There is a difficult balancing act in the area of elderly care between residential and home-care provision. The Irish Examiner reported that the “HSE’s 2013 service plan foresaw the closure of between 555 and 898 public nursing home beds as a result of agency and overtime cuts, retirements, and facility failures to meet new infrastructure standards. The HSE claims the move will focus care on those in most need, with some elderly people receiving cheaper home help packages.” A cut of 0.5 million hours (from 10.8 to 10.3 million hours) of home help in 2013 is among the measures that allow for a cut of 2.3% in older people’s services compared to 2012. Meanwhile, public funding of residential nursing home places rises €4million to €998million, following an increase of €55million in 2012.

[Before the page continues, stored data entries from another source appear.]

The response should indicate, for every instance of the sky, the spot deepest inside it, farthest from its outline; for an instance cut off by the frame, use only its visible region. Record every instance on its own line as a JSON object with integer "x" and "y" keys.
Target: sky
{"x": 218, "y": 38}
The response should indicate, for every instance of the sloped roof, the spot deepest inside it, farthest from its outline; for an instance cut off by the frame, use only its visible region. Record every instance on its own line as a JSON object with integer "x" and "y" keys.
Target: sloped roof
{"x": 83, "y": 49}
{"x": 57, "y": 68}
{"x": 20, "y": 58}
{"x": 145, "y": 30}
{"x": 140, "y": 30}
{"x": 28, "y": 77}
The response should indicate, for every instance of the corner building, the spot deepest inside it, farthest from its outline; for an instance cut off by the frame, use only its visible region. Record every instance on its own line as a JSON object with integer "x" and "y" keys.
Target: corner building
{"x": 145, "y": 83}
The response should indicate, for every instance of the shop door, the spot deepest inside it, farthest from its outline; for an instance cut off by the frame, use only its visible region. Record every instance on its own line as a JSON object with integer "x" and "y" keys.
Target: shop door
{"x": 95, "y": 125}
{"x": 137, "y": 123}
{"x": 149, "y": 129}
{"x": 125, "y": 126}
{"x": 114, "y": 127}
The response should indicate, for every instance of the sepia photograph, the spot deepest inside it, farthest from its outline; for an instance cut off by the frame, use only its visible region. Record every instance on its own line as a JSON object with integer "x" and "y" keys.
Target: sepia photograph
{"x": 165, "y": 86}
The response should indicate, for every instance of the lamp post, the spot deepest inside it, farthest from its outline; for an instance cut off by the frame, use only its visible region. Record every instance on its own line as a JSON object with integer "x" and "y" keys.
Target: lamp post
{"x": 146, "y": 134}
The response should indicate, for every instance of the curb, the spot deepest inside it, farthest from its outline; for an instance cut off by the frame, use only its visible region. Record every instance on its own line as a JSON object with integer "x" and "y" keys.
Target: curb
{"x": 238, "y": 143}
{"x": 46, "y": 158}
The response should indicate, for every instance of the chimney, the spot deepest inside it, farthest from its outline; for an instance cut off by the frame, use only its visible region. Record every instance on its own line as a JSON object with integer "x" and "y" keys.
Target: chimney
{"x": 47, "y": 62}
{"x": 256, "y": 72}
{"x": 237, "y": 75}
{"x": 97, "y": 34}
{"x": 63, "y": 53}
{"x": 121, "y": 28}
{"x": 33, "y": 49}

This signals the long-term challenge that Ireland and many countries face in coping with rising numbers of older people with chronic diseases and basic care needs. Ireland is renowned in Europe for its high General Practitioner (GP) visit charges (€60) and in a column last May for the Irish Times, Fintan O’Toole commented on the government’s failure so far to deliver its election promise to eliminate GP charges. He lamented the inaction, citing an expert report on health finances commissioned by the government: “High pay-as-you-go GP charges are known to deter use of care, increasing the risk of later detection of medical problems, with the likelihood of higher costs in terms of healthcare in the longer term.” At the same time, the HSE is working to introduce a Single Assessment Tool (SAT) for social and health care for people with complex care needs to help them stay at home longer.
Another area of reform is in children services. A new Child and Family Agency is in the process of being established. It will bring together the functions of three State agencies in the wake of a series of reports on child abuse and child deaths, which all point to “the fragmentation and silos that exist in services is the systemic cause of the failure to meet children’s needs”, according to a government taskforce. The Irish Association of Social Workers (IASW) warned in a letter to the Irish Times that “social work staff numbers in Ireland were at 30% of the numbers in England or Northern Ireland” even before the crisis and “due to more recent cutbacks and embargoes, those numbers have fallen further.” The IASW believes that there has to be a substantial recruitment of social workers if the new agency is to deliver its obligations.
The latest Troika review mission identified unemployment as a “key challenge” and sees the ‘Pathways to Work’ programme as a move “in the right direction”. According to Joan Burton TD, Ireland’s Minister for Social Protection, the programme is “about making services more integrated [...] through merging our unemployment payment systems with the job-activation services.” The Troika stated that “significantly more resources are needed to ensure meaningful engagement with job-seekers, especially the long-term unemployed.”
Ireland seems set to exit the Troika programme in early 2014, but the reverberations of the crisis and the ensuing austerity policy will surely be felt long afterward by people receiving health and social care and those working in the caring professions in Ireland. There are positive reforms and strategies in several areas, but the principal challenge will be having the right staffing mix and volume to deliver change and meet the needs of the people.